Око распахнул руки — и плавно превратился в нетопыря. Большого — чуть ли не с гуся размером. Чёрного, как сама темнота. Сделал пару кругов по комнате, сверкая красными глазами, и сел на спинку кровати в изголовье. Свесил зубастую харю, да так резко, что Ненависти даже стало неуютно. И тут же превратился снова в человека — худого, гибкого, небольшого такого, только уж Линда-то знала, что это всё обманчиво. Он сильный, крепкий и живучий, даже почти бессмертный. Ишь, ноги на ту сторону свесил, а сам над нею завис. Думает, что лежачего бить проще. Ну-ну. Пусть попробует! Линда приготовилась обрадовать кровососа: опыт у неё был, отражать атаки лёжа она умела неплохо. Она уже заприметила, что вампиры умеют быть быстрыми, но и сама не особо уступала им в скорости.
— Мы не можем, — ответил Око. — Нам приходится чтить этот договор на крови. Кровь для нас — сила, жизнь и религия. Мы не знаем ни одной молитвы слаще, чем «дай нам крови, господин!»
— Тоже мне, молитва. Я вообще ни одной не знаю, — фыркнула Ненависть.
— Будешь нам так же платить?
— Нет, — ответила Линда. — Какой резон? Договор на крови я с вами заключить не смогу. Случись чего — вас никто не удержит, удерёте, только крылышками мах-мах! К тому же, договариваться о таком за спиной принца? Я из ума не выжила.
— Одну жизнь в неделю, — сказал Око.
Весь так и переменился — натянулся, будто тетива, напрягся, словно от её слов зависело что-то помощней, чем дармовая кормёжка.
— Вы договаривались с Ринальтом Мэором, — сказала Ненависть. — Если вам нужна прибавка к жалованью — просить надо его. А ты просишь прибавку в обход хозяина. Не, тут что-то не так или для него, или для меня. А может — и для обоих. Но если никакого подвоха нет, давай сходим к нему вдвоём, и я помогу тебе договориться за удвоение цены. Ну что, пойдёт?

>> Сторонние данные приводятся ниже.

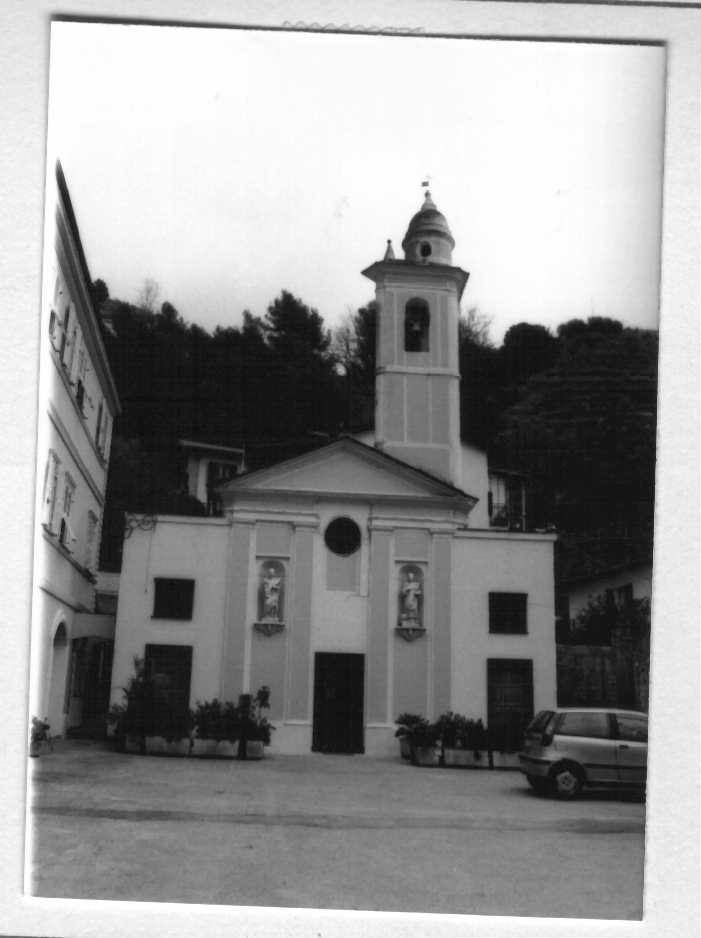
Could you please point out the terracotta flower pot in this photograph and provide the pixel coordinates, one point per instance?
(425, 755)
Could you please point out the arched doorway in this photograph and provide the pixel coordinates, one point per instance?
(59, 675)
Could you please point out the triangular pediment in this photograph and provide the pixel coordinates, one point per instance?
(342, 468)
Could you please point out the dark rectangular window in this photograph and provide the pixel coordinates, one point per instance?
(173, 598)
(507, 613)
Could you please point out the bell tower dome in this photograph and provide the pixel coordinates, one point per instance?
(417, 378)
(428, 238)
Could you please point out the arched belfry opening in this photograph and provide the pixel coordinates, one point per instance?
(417, 320)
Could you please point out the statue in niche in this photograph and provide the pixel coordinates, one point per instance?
(271, 593)
(410, 594)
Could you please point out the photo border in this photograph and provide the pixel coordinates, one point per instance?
(672, 835)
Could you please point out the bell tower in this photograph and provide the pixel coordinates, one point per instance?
(417, 378)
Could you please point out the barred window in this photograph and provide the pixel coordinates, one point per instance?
(173, 598)
(507, 613)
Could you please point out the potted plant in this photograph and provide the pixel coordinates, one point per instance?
(462, 740)
(149, 721)
(256, 730)
(405, 723)
(423, 739)
(40, 737)
(216, 727)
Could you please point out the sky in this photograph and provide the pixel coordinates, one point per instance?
(228, 165)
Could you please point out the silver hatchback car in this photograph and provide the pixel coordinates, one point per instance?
(567, 749)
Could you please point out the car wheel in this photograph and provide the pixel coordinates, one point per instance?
(566, 780)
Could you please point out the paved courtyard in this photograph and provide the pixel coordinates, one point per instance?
(338, 832)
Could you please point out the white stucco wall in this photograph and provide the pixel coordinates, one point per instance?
(77, 441)
(191, 548)
(475, 481)
(485, 562)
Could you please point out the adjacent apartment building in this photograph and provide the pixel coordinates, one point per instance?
(71, 645)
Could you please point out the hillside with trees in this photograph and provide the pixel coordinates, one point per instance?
(575, 411)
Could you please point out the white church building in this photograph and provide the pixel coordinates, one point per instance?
(371, 577)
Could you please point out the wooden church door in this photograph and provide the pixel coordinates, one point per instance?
(338, 703)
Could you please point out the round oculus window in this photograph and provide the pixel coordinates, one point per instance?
(342, 537)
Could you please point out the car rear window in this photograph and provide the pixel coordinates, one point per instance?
(540, 722)
(581, 723)
(632, 727)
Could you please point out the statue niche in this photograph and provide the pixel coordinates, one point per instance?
(271, 597)
(411, 597)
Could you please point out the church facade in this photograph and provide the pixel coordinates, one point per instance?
(367, 578)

Как Линда и подозревала, Око от этого скуксился. То есть зашипел, заелозил на спинке кровати и вдруг напал. Она ждала этого змеиного выпада и почти моментально увернулась вправо. Око рухнул на кровать, и теперь уж Ненависть села на него верхом.

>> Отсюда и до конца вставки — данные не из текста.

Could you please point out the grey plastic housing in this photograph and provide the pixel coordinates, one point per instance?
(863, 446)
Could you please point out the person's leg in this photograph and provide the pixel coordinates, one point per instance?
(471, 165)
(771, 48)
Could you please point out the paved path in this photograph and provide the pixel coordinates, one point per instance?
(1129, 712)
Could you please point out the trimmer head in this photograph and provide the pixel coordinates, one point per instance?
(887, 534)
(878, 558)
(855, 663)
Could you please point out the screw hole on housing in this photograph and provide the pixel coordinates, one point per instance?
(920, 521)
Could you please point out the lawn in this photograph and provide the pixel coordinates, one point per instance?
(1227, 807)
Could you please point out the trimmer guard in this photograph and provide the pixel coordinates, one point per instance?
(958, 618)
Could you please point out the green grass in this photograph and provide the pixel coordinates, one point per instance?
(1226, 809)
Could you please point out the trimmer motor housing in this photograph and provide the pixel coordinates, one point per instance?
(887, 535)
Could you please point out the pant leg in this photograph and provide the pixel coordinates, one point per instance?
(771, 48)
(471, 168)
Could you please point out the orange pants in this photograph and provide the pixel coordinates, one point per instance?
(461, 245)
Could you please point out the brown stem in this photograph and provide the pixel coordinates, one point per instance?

— Не чувствую радости в штанах, — сказала она, для верности поёрзав на вампирьем достоинстве.
Оно не откликнулось. То ли врали сказки, что вампиры любвеобильны и готовы доставить удовольствие любой красотке за кубок свежей кровушки, то ли мёртвые бабы ничего в кровососе не возбуждали, как знать! Но Линде и не хотелось взаимной любви. Она прижала к клыкам вампира запястье и спросила:
— Хочешь, откупорю для тебя венку-другую? Ммм?
Око так перепугался, что вырвался и прямо в прыжке обернулся нетопырём, который пробил стекло своим телом и упорхнул в ночь. Нет, зря он проболтался про ядовитую мёртвую кровь. Зря. Линда ухмыльнулась, глядя вслед улетающему нетопырю, тёмной тенью выделяющемуся на небе, которое чуть-чуть начало светлеть на юго-востоке. А затем поплотнее завернулась в одеяло и улеглась в кровать.
Одним из преимуществ, открытых ею после смерти, было то, что смерть больше не пугала.
Даже не так: она вообще не могла умереть и потому не боялась этого. Боялись живые. Теперь к этому открытию прибавилось и другое: оказывается, можно ещё и другую нежить собой пугать. Она была этим довольна. Улыбнувшись, Линда опять уснула.